ON THE GULF OF MEXICO — The deadly blowout of an oil rig in the Gulf of Mexico was triggered by a bubble of methane gas that escaped from the well and shot up the drill column, expanding quickly as it burst through several seals and barriers before exploding, according to interviews with rig workers conducted during BP’s internal investigation.

The timeline described in the documents provides the most detailed account of what may have caused the April 20 blast that killed 11 workers and touched off the underwater gusher that has poured more than 3 million gallons of crude into the Gulf.

Portions of the interviews, two written and one taped, were read to an Associated Press reporter by Robert Bea, a University of California Berkeley engineering professor who serves on a National Academy of Engineering panel on oil pipeline safety and worked for BP PLC as a risk assessment consultant during the 1990s. He received them from industry friends seeking his expert opinion.

Seven BP executives were on board the Deepwater Horizon rig celebrating the project’s safety record, according to the transcripts.
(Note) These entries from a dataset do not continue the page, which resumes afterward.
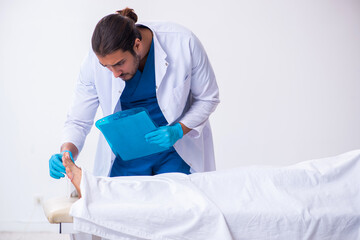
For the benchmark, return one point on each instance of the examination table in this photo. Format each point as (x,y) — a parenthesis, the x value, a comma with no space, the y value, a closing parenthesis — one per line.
(316,199)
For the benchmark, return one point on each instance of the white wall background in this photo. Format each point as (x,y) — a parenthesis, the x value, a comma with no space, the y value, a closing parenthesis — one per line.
(288,72)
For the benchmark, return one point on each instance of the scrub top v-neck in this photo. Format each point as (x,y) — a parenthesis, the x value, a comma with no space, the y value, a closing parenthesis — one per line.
(140,91)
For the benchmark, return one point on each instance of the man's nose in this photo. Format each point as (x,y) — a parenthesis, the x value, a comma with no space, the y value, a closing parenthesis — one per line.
(116,71)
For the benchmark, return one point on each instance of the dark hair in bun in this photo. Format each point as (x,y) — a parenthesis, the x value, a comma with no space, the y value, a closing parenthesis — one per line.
(116,31)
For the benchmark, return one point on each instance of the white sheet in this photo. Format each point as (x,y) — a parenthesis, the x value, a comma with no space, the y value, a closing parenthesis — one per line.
(317,199)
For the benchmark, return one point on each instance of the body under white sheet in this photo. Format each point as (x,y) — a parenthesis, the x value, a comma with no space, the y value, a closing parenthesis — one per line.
(316,199)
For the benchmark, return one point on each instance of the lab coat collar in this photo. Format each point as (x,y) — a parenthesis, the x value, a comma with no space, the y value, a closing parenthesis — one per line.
(161,64)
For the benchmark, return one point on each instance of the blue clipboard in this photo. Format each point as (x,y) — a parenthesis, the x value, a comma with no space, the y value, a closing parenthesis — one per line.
(125,133)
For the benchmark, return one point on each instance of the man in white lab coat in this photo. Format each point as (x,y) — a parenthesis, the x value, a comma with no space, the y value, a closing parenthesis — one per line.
(185,85)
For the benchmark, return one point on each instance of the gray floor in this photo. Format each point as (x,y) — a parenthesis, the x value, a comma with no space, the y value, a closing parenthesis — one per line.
(33,236)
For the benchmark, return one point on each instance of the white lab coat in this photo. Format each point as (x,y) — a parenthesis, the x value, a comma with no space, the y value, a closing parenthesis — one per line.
(186,90)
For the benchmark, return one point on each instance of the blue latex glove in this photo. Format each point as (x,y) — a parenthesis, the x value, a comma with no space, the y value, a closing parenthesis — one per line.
(56,167)
(165,136)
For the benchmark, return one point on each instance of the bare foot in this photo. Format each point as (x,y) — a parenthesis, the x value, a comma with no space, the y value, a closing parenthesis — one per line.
(73,172)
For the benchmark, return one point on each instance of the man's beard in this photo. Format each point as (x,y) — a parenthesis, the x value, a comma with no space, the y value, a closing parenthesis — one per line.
(130,75)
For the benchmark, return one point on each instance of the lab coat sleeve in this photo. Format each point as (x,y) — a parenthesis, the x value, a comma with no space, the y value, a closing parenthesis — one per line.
(81,115)
(203,87)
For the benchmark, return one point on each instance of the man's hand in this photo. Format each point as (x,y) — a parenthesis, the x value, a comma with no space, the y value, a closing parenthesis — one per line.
(165,136)
(56,166)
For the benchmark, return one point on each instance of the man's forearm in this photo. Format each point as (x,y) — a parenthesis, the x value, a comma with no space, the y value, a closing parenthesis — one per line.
(70,147)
Meanwhile, far below, the rig was being converted from an exploration well to a production well.

As the workers removed pressure from the drilling column and introduced heat to set the cement seal around the wellhead, the chemical reaction created a gas bubble and the cement around the pipe destabilized, according to the interviews.
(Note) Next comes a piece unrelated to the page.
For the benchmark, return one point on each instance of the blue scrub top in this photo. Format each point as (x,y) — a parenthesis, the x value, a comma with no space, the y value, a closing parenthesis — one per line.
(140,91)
Deep beneath the seafloor, methane gas is in a slushy, crystalline form. But as the bubble rose up the drill column from the high-pressure environs of the deep to the less pressurized shallows, it intensified and grew, breaking through the rig’s various safety barriers, the interviews said.

“A small bubble becomes a really big bubble,” Bea said. “So the expanding bubble becomes like a cannon shooting the gas into your face.”

Up on the rig, the first thing workers noticed was the seawater in the drill column suddenly shooting back out at them, rocketing 240 feet (73 meters) in the air. Then, the gas surfaced. Then the oil.

“What we had learned when I worked as a drill rig laborer was swoosh, boom, run,” Bea said. “The swoosh is the gas, boom is the explosion and run is what you better be doing.”

The gas flooded into an adjoining room with exposed ignition sources, he said.

“That’s where the first explosion happened,” said Bea, who worked for Shell Oil in the 1960s during the last big northern Gulf of Mexico oil well blowout. “The mud room was next to the quarters where the party was. Then there was a series of explosions that subsequently ignited the oil that was coming from below.”

The executives were injured but survived. Nine rig crew on the rig floor and two engineers died, according to one account.

“The furniture and walls trapped some and broke some bones but they managed to get in the life boats with assistance from others,” said the transcript.

The reports made the 73-year-old industry veteran cry.

“It sure as hell is painful,” he said. “Tears of frustration and anger.”